On “Key West,” something is happening, but you don’t know what it is. Could all be about the falseness of Florida—a promised land for older ways of thinking, sung about with all the even ease of someone inviting you to your first cult meeting.

The first inkling we got about this new album was the standalone release of the single, “Murder Most Foul,” a near 17-minute song detailing the way in which baby boomers lost and somewhat partially recovered their innocence after John F. Kennedy was assassinated in Dallas, Texas; how nobody ever believed any explanations about how and why it happened; how the rawest possible footage of the incident was released, and has been running on a loop in our blown up psyches ever since (“Ugliest thing you ever have seen,” Dylan says plainly, like a guy on his stoop, just shooting the breeze, telling us about an unreal horror that has become nothing more than an acceptable anecdote).

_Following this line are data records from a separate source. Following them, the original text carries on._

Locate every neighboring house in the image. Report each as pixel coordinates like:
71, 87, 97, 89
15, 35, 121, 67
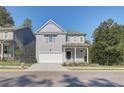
36, 20, 89, 64
0, 27, 35, 61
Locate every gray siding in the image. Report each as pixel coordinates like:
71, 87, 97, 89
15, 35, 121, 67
36, 35, 66, 60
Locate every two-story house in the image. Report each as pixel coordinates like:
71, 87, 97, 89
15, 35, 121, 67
0, 26, 35, 61
36, 20, 89, 64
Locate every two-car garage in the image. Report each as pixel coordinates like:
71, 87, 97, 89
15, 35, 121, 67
39, 52, 62, 64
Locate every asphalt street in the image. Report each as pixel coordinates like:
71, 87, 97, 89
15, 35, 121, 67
0, 71, 124, 87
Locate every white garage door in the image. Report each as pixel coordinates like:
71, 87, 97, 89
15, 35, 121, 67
39, 53, 62, 63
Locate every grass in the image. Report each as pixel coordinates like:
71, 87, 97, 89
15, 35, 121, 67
0, 61, 32, 66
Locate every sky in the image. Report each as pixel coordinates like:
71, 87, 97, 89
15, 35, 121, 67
6, 6, 124, 42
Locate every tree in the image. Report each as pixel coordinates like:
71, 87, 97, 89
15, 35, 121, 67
23, 18, 32, 27
91, 19, 124, 65
0, 6, 14, 27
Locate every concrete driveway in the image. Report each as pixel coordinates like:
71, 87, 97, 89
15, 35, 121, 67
0, 71, 124, 87
25, 63, 69, 71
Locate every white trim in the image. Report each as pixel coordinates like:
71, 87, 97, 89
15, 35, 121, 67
36, 19, 67, 33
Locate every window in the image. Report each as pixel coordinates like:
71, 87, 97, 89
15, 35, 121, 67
67, 36, 70, 42
74, 36, 76, 42
80, 49, 83, 52
80, 37, 83, 42
4, 32, 8, 39
48, 35, 55, 43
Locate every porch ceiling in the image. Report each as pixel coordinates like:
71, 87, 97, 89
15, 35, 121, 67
63, 43, 89, 47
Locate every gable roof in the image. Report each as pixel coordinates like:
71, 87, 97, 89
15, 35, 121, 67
36, 19, 67, 33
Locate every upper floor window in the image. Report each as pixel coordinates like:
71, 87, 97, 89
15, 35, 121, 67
4, 32, 8, 39
80, 37, 83, 42
48, 35, 55, 43
74, 36, 76, 42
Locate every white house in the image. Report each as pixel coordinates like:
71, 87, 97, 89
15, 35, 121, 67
36, 20, 89, 64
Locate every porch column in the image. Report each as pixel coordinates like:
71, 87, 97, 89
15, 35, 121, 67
87, 47, 89, 63
74, 48, 76, 62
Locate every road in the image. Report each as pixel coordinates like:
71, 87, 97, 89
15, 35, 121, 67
0, 71, 124, 87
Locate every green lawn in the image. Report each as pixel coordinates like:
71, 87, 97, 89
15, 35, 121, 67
0, 61, 32, 66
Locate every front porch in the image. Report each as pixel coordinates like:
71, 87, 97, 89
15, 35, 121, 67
0, 41, 14, 60
63, 44, 89, 63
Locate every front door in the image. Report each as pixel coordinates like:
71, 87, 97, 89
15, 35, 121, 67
66, 51, 71, 60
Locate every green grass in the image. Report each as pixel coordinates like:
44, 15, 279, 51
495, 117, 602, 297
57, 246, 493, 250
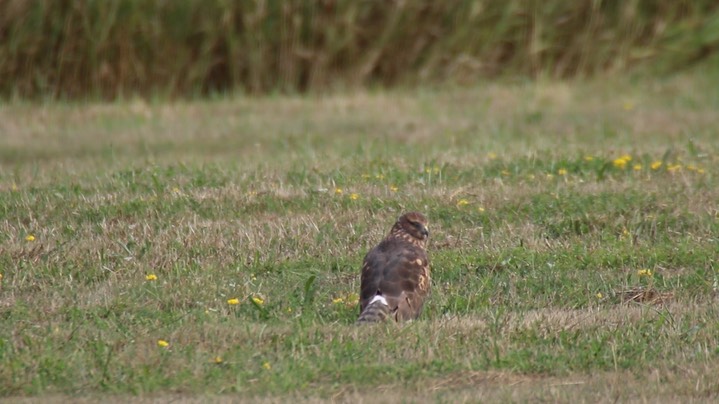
0, 71, 719, 402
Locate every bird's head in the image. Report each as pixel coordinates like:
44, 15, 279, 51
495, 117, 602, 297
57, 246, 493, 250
395, 212, 429, 242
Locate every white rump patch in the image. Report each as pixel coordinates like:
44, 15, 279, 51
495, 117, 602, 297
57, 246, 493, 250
368, 295, 389, 306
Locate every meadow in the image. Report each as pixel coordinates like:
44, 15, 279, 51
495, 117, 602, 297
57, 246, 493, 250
0, 68, 719, 402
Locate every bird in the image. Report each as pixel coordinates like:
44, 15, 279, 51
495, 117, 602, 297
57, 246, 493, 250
357, 212, 430, 324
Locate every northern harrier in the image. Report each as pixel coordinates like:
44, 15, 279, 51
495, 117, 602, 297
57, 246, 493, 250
357, 212, 430, 323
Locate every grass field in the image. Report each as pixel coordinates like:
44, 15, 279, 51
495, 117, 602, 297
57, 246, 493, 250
0, 70, 719, 402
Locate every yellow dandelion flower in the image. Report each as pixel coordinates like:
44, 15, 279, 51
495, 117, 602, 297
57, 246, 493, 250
612, 155, 632, 170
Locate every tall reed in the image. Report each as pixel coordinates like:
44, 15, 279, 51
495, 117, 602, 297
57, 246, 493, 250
0, 0, 719, 98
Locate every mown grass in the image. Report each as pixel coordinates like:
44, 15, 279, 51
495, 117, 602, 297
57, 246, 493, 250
0, 71, 719, 401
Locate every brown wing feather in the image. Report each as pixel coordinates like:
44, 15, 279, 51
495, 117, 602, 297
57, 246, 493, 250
360, 238, 429, 321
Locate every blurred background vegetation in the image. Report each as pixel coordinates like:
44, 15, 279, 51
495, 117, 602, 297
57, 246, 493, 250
0, 0, 719, 99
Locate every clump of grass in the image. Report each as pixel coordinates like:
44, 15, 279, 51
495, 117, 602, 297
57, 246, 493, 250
0, 76, 719, 401
0, 0, 719, 98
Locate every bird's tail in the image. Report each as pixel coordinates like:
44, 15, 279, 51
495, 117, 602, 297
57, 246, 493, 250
357, 295, 392, 324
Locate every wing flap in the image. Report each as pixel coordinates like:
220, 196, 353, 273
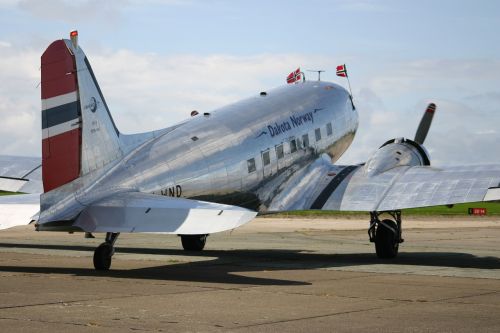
0, 194, 40, 230
322, 165, 500, 211
270, 158, 500, 212
74, 192, 257, 234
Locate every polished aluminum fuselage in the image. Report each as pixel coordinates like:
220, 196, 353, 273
40, 81, 358, 221
115, 82, 358, 211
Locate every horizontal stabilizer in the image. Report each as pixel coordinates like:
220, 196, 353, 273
0, 194, 40, 230
74, 192, 257, 235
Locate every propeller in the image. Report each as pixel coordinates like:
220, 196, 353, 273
413, 103, 436, 145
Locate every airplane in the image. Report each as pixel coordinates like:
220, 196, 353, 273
0, 31, 500, 270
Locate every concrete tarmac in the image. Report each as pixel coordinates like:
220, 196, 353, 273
0, 217, 500, 332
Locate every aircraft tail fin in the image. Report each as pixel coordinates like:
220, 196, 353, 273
41, 32, 123, 192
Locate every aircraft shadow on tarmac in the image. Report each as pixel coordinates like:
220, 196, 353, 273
0, 243, 500, 285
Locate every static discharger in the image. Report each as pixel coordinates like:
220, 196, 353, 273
69, 30, 78, 49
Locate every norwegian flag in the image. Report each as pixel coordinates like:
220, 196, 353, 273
286, 67, 302, 84
337, 64, 347, 77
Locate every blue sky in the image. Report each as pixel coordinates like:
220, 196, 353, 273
0, 0, 500, 165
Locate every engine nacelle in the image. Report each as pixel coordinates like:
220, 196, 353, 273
364, 138, 431, 176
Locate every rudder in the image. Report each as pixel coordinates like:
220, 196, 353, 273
41, 33, 123, 192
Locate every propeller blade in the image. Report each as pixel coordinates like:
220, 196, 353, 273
413, 103, 436, 145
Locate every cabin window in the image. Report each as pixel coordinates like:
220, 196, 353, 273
314, 128, 321, 141
326, 123, 333, 136
247, 158, 255, 173
262, 150, 271, 165
276, 144, 285, 160
302, 134, 309, 148
290, 139, 297, 153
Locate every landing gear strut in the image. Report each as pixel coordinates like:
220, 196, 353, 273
94, 232, 120, 271
368, 211, 404, 259
179, 234, 208, 251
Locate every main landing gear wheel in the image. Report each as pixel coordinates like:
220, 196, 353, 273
94, 232, 119, 271
368, 211, 404, 259
179, 234, 208, 251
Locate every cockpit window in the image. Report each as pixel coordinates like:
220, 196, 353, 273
302, 134, 309, 148
247, 158, 255, 173
326, 123, 333, 136
314, 128, 321, 141
276, 144, 285, 160
262, 150, 271, 165
290, 139, 297, 153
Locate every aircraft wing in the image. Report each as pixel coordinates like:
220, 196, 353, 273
270, 158, 500, 211
0, 155, 43, 193
43, 192, 257, 235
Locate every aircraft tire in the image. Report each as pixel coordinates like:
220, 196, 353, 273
180, 235, 208, 251
94, 243, 113, 271
375, 220, 399, 259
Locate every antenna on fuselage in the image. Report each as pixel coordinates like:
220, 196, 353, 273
307, 69, 325, 81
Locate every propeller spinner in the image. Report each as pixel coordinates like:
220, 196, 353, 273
414, 103, 436, 145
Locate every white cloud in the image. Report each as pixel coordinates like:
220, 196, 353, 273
0, 43, 500, 169
17, 0, 126, 24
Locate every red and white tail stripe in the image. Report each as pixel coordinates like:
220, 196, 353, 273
41, 40, 81, 192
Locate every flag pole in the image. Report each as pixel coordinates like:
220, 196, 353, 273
344, 64, 356, 110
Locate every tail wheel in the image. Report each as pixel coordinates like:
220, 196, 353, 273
180, 235, 208, 251
94, 243, 114, 271
375, 220, 399, 259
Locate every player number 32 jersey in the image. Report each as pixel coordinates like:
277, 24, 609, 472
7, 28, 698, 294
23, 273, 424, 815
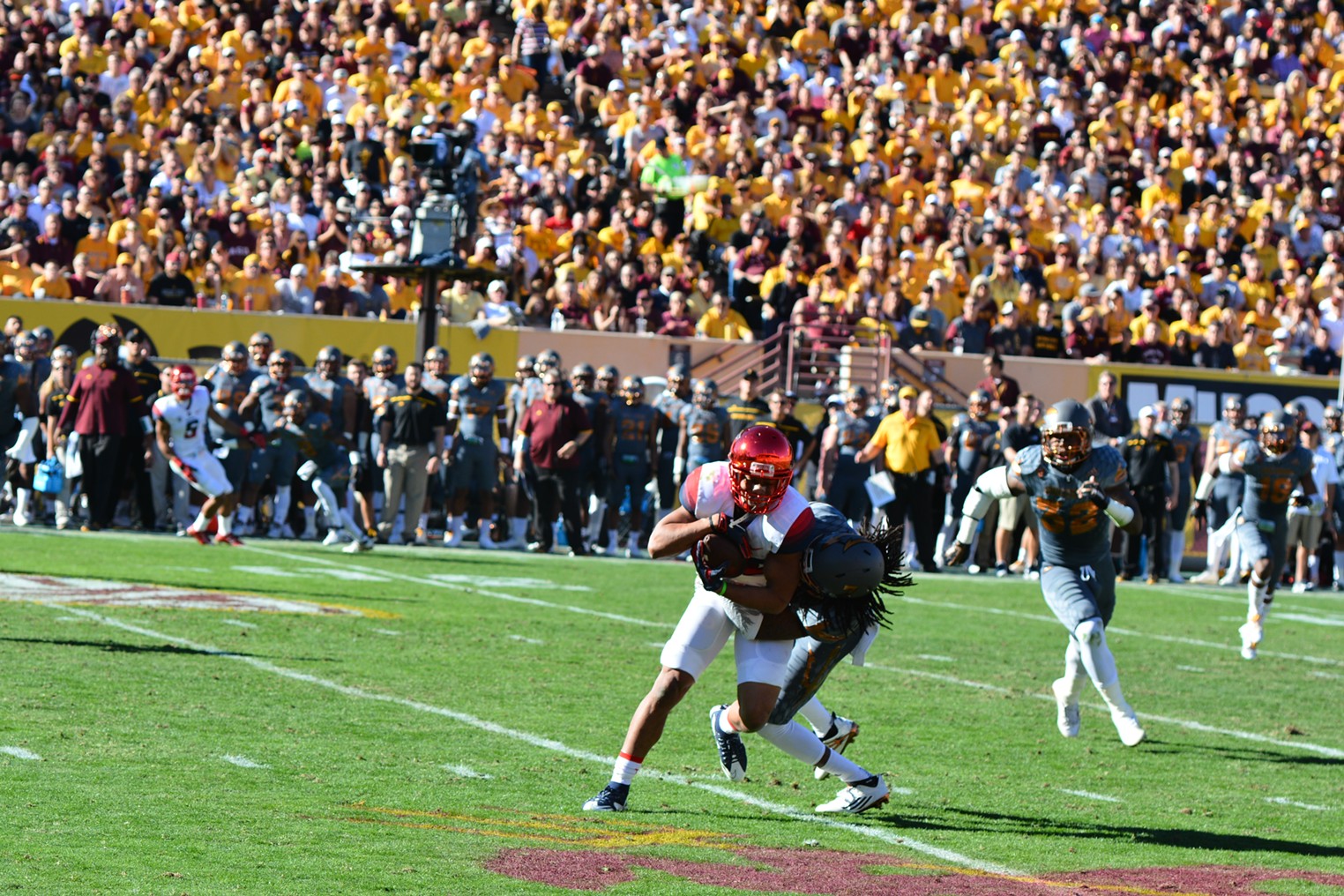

“Murder Most Foul” features a litany of cultural figures, products, and incidents, all of which seem to frame the before and after of an American president getting brained in a car and his fellow citizens having to process that. Dylan might say he doesn’t really know why he might be citing the Eagles and Oscar Peterson and Fleetwood Mac and Houdini and Lady Macbeth in this song, all the while taking us back to the Kennedy assassination and its technicolour sequence of events and cast of characters. They’re connected somehow in “Murder Most Foul,” and reflect a good chunk of America. His particular America, before and since he’s been “Bob Dylan,” is neatly accounted for and summed up. The song contains multitudes. 

“I am the enemy of the unlived, meaningless life,” Dylan sings, lashing out on “False Prophet,” which is another kind of point he makes throughout the album; Dylan cites so many historical figures, locations, and axioms here, it’s like he’s shining a flashlight into the darkness of the past to show us something we should probably have a look at.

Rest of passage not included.